EY’s Mellen said the IMF’s gloomier forecast has caught many observers off-guard.

"It’s certainly correct to point to the slowdown in economic growth in the developing counties, and I think that was probably a surprise to a lot of people," he noted. "They thought they’d rebound a bit quicker from the global financial collapse. They weren’t hit as bad … but they haven’t rebounded as much as people had expected."

‘Tremendous downward pressure’ in Latin America, Russia

The United Nations made a similar call back in January, when the U.N. Department of Economic and Social Affairs released its latest World Economic Situation and Prospects forecast.

DESA fears that the economic growth situation is more precarious in the developing world, the primary focus of its research.

"Although the baseline forecast projects a moderate growth recovery in 2015 and 2016 for almost all emerging economies, including Brazil, India, Indonesia, Mexico, the Russian Federation, South Africa and Turkey, and only a slight moderation in China, there are significant risks of a further slowdown or a prolonged period of weak growth," the department’s researchers conclude.

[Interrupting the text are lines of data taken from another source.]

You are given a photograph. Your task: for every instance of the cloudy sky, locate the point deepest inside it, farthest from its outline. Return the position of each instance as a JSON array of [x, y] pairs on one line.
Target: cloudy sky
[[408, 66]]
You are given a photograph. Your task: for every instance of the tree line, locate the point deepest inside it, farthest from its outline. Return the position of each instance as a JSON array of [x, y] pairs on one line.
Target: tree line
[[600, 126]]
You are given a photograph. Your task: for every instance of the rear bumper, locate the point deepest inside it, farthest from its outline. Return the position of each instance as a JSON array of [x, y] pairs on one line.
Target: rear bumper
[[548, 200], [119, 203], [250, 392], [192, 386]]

The economies of Latin America and the former Soviet Union "are facing tremendous downward pressures," said Pingfan Hong, director of DESA’s Development Policy and Analysis Division. In recent years, Latin America has been a strong source of demand for the United States’ exports of refined products.

DESA is one of the few governmental bodies to have predicted the implosion of the U.S. housing bubble and subsequent 2008 global financial crisis.